There was a time I was fascinated by the vengeance system.
I thought it was the ultimate in impartiality.
But one day, I came to my senses.
Would taking vengeance really give you a sense of exhilaration and accomplishment?
It wouldn’t bring your loved one back to life.
The anger and grief of having a loved one taken from you unexpectedly and unfairly.
So I thought about what you would need to get over your sense of loss.
How about words of remorse from the perpetrator?
I don’t know.
I started writing this book without finding an answer.
While I was writing, 3/11 happened.
My workplace in Tokyo was significantly shaken up.
I was scared and panicking, but I had to protect my manuscript. I desperately grabbed my USB flash drive that had a copy saved on it.
The shaking stopped.

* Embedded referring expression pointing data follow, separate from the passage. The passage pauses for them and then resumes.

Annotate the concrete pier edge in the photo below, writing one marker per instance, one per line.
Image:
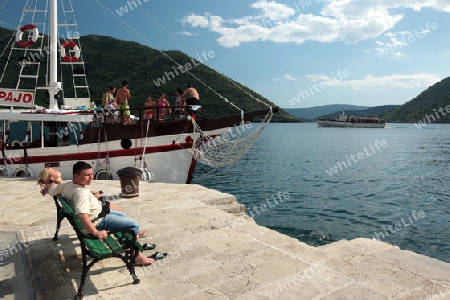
(215, 251)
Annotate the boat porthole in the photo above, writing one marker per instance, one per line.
(126, 143)
(75, 48)
(34, 35)
(103, 174)
(4, 171)
(22, 173)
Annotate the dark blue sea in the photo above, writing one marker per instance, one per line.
(321, 185)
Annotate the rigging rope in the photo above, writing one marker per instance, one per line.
(229, 147)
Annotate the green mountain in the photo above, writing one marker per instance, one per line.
(429, 106)
(109, 61)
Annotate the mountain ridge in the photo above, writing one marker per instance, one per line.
(109, 61)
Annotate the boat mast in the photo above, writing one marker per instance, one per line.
(53, 86)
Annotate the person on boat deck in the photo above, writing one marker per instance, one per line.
(123, 95)
(191, 95)
(108, 97)
(95, 219)
(180, 112)
(149, 112)
(162, 103)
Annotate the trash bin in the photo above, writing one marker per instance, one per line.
(129, 181)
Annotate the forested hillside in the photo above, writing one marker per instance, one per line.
(108, 61)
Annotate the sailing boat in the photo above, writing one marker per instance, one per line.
(164, 151)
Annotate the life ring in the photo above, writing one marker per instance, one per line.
(5, 171)
(23, 172)
(103, 174)
(34, 35)
(75, 48)
(15, 144)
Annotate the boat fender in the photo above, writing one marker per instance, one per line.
(5, 171)
(103, 174)
(34, 35)
(147, 176)
(75, 47)
(23, 172)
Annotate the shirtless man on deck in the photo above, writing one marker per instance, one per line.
(123, 95)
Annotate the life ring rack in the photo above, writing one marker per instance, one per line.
(75, 47)
(5, 171)
(34, 35)
(103, 174)
(23, 172)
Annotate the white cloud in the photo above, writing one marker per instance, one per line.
(399, 81)
(350, 21)
(186, 33)
(289, 77)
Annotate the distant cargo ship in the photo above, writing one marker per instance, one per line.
(352, 122)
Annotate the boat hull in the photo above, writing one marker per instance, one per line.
(163, 150)
(345, 124)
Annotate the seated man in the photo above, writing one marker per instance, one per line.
(89, 208)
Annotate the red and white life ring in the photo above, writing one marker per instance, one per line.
(75, 47)
(34, 35)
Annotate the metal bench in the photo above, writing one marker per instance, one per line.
(121, 244)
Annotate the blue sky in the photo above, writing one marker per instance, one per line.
(295, 53)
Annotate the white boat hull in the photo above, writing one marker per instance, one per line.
(162, 161)
(345, 124)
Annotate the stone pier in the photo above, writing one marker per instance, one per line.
(215, 251)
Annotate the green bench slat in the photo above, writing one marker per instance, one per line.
(98, 248)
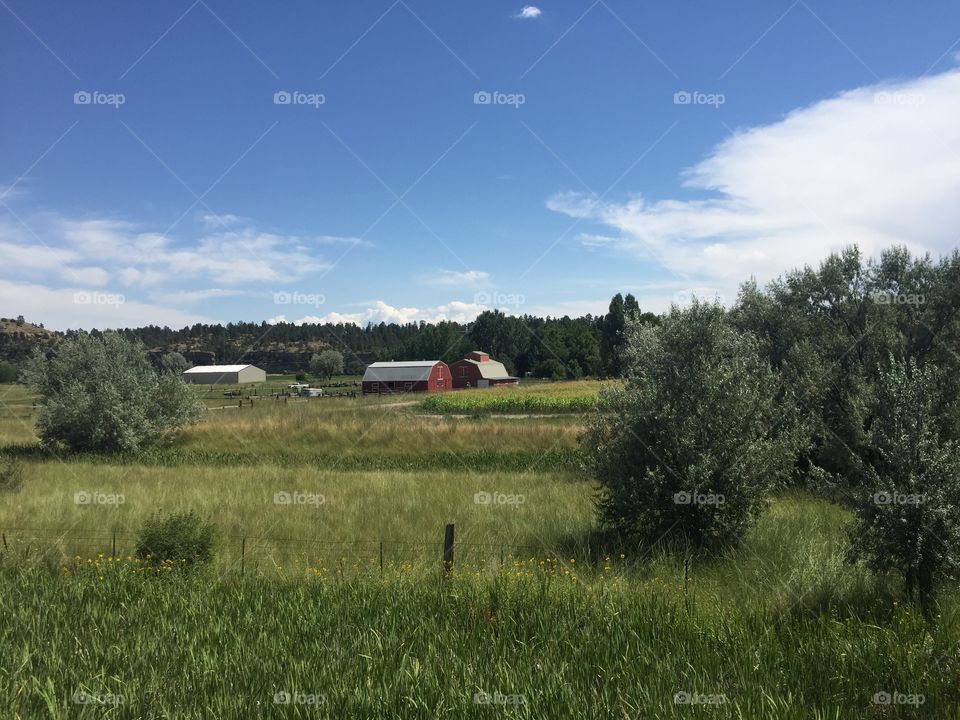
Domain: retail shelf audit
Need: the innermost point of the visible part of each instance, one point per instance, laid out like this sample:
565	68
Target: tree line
844	379
557	348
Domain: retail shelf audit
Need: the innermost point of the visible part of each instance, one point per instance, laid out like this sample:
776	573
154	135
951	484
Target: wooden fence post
448	548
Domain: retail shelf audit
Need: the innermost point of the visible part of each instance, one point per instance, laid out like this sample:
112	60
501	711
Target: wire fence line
119	543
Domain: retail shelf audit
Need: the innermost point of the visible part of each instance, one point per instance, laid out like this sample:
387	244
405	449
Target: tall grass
561	397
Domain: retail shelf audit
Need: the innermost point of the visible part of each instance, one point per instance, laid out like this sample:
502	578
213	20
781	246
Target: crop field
326	597
560	397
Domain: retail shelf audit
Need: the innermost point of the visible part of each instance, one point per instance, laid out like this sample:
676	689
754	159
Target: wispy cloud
380	311
528	12
873	166
455	278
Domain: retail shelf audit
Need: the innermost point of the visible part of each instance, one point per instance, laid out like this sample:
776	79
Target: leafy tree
690	446
910	519
326	364
101	394
612	337
174	362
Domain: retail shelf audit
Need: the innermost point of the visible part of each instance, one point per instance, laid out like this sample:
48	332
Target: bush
181	537
101	394
11	474
689	448
8	372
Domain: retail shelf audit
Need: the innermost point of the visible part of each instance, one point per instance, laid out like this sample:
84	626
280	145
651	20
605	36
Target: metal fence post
448	548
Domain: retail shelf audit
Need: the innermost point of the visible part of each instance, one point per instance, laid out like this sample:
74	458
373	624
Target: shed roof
489	369
403	370
215	368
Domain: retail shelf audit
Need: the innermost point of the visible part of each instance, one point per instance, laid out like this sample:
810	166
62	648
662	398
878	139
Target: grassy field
558	397
533	621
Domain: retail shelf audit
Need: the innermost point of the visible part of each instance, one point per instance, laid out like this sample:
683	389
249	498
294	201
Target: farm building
478	370
224	374
407	376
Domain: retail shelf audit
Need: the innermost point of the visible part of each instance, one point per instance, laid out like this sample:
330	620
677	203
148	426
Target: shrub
180	537
8	372
101	394
11	474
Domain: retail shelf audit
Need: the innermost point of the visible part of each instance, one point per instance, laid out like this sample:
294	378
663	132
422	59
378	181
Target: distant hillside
18	338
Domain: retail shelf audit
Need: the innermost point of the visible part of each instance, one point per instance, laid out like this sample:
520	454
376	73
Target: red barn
478	370
407	376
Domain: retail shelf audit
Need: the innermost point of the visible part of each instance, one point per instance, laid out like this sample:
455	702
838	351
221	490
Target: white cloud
379	311
874	166
528	12
63	308
452	277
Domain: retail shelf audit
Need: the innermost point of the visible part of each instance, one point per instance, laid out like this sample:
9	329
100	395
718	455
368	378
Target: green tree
8	372
909	520
101	394
326	364
174	362
688	449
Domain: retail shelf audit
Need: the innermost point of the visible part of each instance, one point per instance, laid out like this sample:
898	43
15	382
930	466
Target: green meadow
327	597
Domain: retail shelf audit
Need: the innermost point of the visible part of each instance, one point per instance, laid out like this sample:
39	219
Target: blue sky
666	149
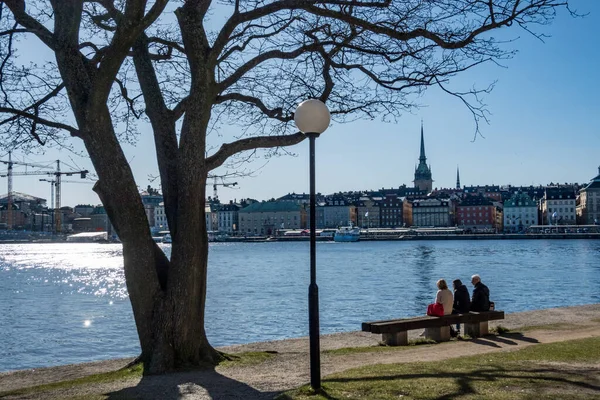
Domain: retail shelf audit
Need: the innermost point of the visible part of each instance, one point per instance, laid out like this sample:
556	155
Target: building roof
272	206
21	198
559	193
595	182
430	202
295	197
482	189
478	200
520	199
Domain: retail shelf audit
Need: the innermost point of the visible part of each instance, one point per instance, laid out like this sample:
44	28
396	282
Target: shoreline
551	318
263	239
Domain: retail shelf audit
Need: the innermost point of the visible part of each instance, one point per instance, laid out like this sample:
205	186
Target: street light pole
312	118
313	289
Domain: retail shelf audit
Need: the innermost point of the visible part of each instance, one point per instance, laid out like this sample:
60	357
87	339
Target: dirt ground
289	368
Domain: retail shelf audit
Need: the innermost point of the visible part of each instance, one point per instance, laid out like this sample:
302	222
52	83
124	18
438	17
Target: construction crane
9	174
53	183
57	177
215	184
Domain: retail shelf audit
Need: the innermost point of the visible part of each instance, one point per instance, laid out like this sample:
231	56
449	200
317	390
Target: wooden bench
395	332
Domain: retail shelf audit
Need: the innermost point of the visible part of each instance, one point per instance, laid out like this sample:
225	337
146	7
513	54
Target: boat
88	237
347	234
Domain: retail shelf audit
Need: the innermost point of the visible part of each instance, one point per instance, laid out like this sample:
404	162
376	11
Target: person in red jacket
481	295
462	302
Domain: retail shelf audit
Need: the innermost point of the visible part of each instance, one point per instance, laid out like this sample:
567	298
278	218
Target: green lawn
564	370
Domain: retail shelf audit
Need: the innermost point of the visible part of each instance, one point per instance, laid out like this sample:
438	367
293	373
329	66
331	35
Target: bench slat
407	324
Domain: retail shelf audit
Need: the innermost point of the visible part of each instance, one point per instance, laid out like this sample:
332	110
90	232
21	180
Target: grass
549	327
546	371
246	358
499	330
379	349
136	371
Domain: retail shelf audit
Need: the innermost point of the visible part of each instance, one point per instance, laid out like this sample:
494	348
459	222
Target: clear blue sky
545	126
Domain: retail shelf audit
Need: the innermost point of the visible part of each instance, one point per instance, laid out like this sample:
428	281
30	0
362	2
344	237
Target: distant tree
107	63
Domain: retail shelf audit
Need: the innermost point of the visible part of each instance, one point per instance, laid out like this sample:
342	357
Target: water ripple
67	303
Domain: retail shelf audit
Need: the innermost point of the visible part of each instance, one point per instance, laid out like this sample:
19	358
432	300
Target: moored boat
347	234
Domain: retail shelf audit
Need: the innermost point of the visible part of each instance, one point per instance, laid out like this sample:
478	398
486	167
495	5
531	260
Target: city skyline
543	128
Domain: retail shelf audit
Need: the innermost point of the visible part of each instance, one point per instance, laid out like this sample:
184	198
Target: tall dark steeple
422	158
423	172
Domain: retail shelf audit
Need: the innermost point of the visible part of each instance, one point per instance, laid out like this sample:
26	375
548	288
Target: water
67	303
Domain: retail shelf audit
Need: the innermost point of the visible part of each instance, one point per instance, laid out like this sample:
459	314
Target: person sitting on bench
462	302
481	295
444	296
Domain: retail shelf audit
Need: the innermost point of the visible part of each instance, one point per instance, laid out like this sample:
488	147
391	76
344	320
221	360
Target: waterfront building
499	225
24	206
228	217
431	212
211	215
390	211
490	191
160	218
150	199
297	198
423	179
476	212
337	211
558	206
264	218
100	221
520	212
84	210
367	211
588	209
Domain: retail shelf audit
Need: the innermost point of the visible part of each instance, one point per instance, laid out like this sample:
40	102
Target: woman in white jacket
444	296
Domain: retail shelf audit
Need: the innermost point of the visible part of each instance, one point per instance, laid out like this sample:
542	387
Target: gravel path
290	367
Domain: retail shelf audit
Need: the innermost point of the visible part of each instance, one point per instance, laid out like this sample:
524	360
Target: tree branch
42	121
229	149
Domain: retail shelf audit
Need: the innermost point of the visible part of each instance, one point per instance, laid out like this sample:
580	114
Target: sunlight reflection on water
68	303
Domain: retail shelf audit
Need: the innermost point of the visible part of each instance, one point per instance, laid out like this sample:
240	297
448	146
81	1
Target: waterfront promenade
288	367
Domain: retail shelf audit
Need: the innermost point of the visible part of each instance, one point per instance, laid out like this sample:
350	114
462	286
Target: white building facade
520	212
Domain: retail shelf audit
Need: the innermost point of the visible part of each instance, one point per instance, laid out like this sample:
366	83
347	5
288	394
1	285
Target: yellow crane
57	177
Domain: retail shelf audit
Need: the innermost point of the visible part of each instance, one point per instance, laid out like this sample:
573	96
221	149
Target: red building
476	212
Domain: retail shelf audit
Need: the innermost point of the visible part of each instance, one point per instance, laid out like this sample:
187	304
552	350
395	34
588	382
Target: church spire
422	157
457	178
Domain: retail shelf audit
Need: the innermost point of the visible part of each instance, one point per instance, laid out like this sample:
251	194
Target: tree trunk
167	297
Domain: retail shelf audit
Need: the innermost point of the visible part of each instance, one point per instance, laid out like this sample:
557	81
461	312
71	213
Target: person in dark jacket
462	302
481	295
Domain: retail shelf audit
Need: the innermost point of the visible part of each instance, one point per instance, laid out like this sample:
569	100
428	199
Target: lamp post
312	118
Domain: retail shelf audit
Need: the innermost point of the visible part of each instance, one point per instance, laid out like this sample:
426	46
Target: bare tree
112	62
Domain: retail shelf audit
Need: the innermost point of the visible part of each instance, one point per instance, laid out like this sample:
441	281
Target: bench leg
441	334
477	329
395	339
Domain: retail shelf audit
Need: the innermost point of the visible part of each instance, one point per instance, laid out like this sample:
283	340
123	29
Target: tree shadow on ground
518	336
541	378
197	384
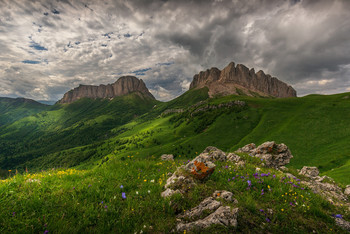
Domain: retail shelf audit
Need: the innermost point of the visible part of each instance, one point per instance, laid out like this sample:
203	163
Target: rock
309	171
214	154
167	157
247	148
231	79
224	215
169	192
201	167
208	205
329	191
123	86
226	195
347	190
180	182
233	157
345	225
274	155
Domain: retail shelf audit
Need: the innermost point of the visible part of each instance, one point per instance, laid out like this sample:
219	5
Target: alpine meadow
112	121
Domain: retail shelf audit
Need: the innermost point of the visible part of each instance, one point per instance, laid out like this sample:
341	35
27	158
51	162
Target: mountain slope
12	109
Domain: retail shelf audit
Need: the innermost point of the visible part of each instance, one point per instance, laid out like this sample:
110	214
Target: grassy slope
74	201
65	126
12	109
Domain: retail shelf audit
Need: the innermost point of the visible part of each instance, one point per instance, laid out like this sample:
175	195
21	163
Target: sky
48	47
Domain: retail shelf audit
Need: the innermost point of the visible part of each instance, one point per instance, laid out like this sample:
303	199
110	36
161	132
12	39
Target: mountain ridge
123	86
240	80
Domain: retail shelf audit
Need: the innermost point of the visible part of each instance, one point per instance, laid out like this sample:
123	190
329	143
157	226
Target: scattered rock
226	195
342	224
347	190
201	167
167	157
224	215
233	157
309	171
214	154
247	148
274	155
169	192
208	205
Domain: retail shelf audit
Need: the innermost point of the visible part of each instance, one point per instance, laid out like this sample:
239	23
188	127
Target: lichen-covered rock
208	205
233	157
247	148
345	225
331	192
226	195
224	215
167	157
169	192
201	167
214	154
274	155
347	190
309	171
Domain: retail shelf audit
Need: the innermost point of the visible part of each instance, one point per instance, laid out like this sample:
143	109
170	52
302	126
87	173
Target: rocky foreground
221	208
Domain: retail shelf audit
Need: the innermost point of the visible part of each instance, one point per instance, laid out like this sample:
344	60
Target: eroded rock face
123	86
224	215
235	79
309	171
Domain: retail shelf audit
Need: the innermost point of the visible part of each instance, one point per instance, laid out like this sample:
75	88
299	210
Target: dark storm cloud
304	43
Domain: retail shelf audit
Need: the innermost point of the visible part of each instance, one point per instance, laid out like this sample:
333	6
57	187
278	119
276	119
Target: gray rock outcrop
237	79
123	86
309	171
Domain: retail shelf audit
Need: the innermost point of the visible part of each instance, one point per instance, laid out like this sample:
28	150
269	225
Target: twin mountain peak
232	79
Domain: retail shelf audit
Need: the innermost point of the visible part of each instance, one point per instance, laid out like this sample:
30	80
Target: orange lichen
200	170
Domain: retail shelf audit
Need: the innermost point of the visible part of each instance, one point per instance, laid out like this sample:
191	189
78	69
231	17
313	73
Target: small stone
233	157
309	171
224	215
226	195
167	157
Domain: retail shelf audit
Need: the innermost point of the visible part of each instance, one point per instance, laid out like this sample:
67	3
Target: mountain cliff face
240	80
123	86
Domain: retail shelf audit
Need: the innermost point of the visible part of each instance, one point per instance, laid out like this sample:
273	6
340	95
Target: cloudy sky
48	47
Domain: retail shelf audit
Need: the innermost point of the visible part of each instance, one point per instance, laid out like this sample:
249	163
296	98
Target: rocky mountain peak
241	80
123	86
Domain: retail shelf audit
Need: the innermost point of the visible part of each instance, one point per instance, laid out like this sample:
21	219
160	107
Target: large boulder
214	154
309	171
224	215
347	190
201	167
274	155
247	148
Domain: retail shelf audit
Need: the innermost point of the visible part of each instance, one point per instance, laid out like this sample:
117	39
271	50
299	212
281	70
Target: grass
70	200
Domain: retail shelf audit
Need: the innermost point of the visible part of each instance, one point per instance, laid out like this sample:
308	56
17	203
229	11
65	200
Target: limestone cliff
240	80
123	86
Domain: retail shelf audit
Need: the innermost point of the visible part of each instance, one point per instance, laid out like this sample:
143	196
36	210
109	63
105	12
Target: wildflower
249	183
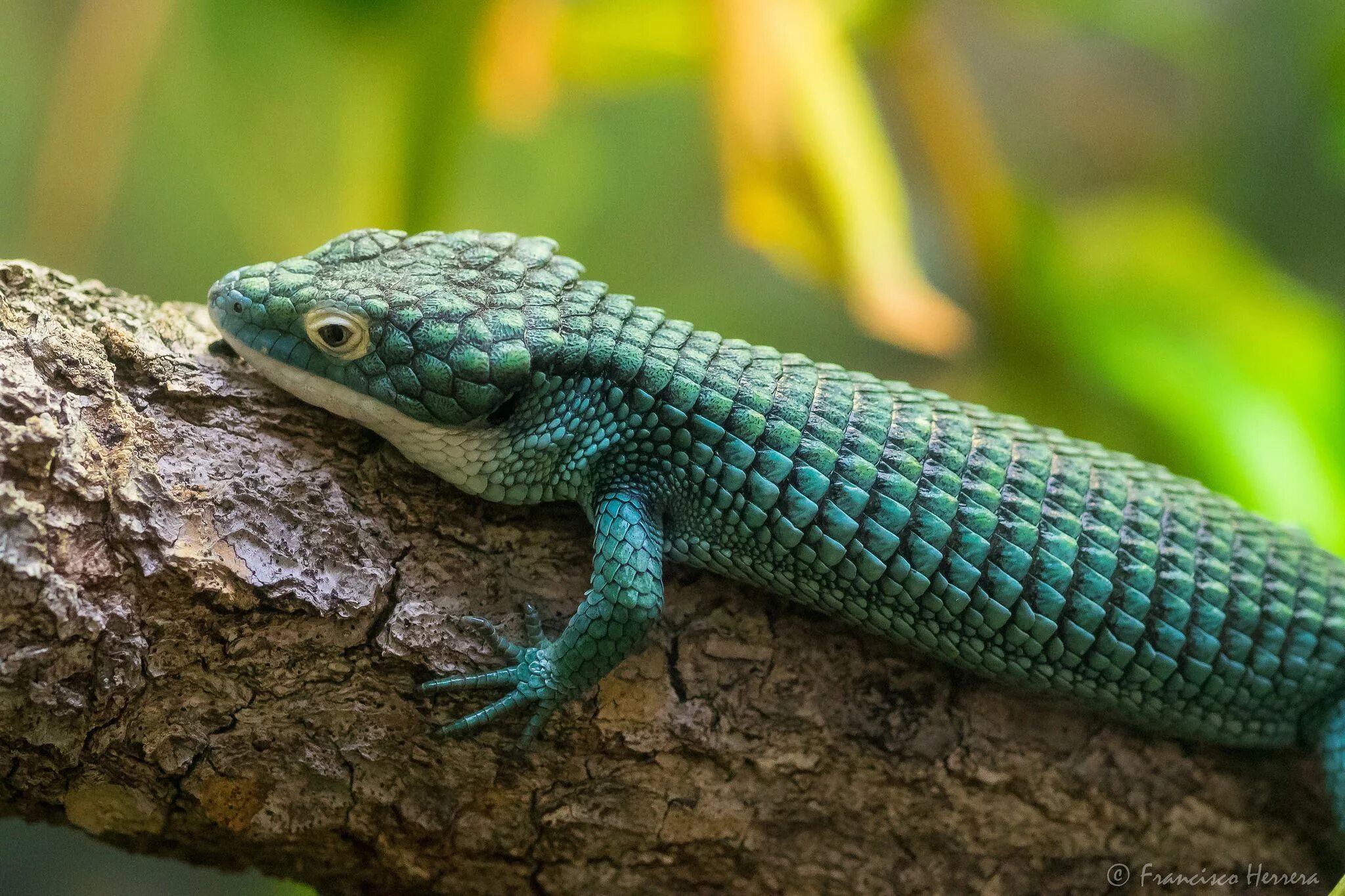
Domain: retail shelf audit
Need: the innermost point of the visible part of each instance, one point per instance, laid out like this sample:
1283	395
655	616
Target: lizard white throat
462	456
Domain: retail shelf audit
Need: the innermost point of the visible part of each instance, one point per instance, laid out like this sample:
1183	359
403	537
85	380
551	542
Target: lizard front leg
623	602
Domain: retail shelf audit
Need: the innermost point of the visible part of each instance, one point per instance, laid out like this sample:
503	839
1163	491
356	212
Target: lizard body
1005	548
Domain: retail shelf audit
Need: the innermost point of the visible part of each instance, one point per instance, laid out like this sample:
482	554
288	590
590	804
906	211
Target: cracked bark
215	602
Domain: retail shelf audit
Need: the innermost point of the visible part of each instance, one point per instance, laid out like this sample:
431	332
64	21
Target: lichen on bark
215	603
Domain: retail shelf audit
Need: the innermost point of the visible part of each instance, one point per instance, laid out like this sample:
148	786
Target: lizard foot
531	677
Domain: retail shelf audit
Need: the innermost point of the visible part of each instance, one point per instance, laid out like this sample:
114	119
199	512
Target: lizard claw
531	679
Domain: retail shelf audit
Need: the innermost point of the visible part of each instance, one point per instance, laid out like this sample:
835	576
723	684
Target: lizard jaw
463	456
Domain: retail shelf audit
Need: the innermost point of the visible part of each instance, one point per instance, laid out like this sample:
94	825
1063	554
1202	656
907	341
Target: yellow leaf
810	179
514	73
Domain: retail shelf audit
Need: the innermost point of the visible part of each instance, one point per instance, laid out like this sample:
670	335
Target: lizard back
1002	547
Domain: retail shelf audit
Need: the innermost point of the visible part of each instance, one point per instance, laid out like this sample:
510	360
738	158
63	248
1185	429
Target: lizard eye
338	333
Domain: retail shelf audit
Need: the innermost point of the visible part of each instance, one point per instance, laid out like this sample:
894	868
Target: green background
1138	202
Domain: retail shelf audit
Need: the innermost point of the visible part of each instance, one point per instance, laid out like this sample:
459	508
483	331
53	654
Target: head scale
443	328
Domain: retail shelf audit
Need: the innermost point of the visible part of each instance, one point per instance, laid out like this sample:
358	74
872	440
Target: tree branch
215	603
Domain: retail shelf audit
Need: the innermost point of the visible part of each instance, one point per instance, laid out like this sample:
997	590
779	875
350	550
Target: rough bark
215	603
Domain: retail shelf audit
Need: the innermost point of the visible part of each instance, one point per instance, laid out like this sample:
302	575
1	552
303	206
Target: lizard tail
1333	758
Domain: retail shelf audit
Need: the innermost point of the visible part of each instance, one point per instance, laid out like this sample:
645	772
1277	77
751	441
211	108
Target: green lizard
1005	548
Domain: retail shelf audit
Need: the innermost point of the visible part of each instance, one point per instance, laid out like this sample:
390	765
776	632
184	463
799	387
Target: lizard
1005	548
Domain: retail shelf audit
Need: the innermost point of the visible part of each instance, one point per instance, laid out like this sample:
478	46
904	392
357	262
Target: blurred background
1116	217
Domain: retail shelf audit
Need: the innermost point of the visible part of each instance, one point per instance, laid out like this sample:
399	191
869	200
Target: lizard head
432	340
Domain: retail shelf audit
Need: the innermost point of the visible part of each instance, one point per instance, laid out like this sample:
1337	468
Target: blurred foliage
1116	217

I turned on the TV and was met with unthinkable sights and news.
I felt crushed by a sense of powerlessness at not being able to do anything and an overwhelming sense of despair.
I was unable to write for quite some time.
Those days of confusion were a mixture of sadness, anger and regret as I witnessed the plight of the disaster victims on TV.
Some of those people had lost family members.
They would talk about their families in faltering voices.
Listening to those stories, something dawned on me very clearly.
Grief does not abate.
Those people will go on living each day, carrying their grief with them.
That is what it is to be living.
They have to believe that in going on living, one day a day will come when they will laugh again.
I started writing again, with the prayer that one day there will be “hope”.
This story went in a different direction from what I had expected when I started writing it.
I think I wanted people to find that tiny flicker of light.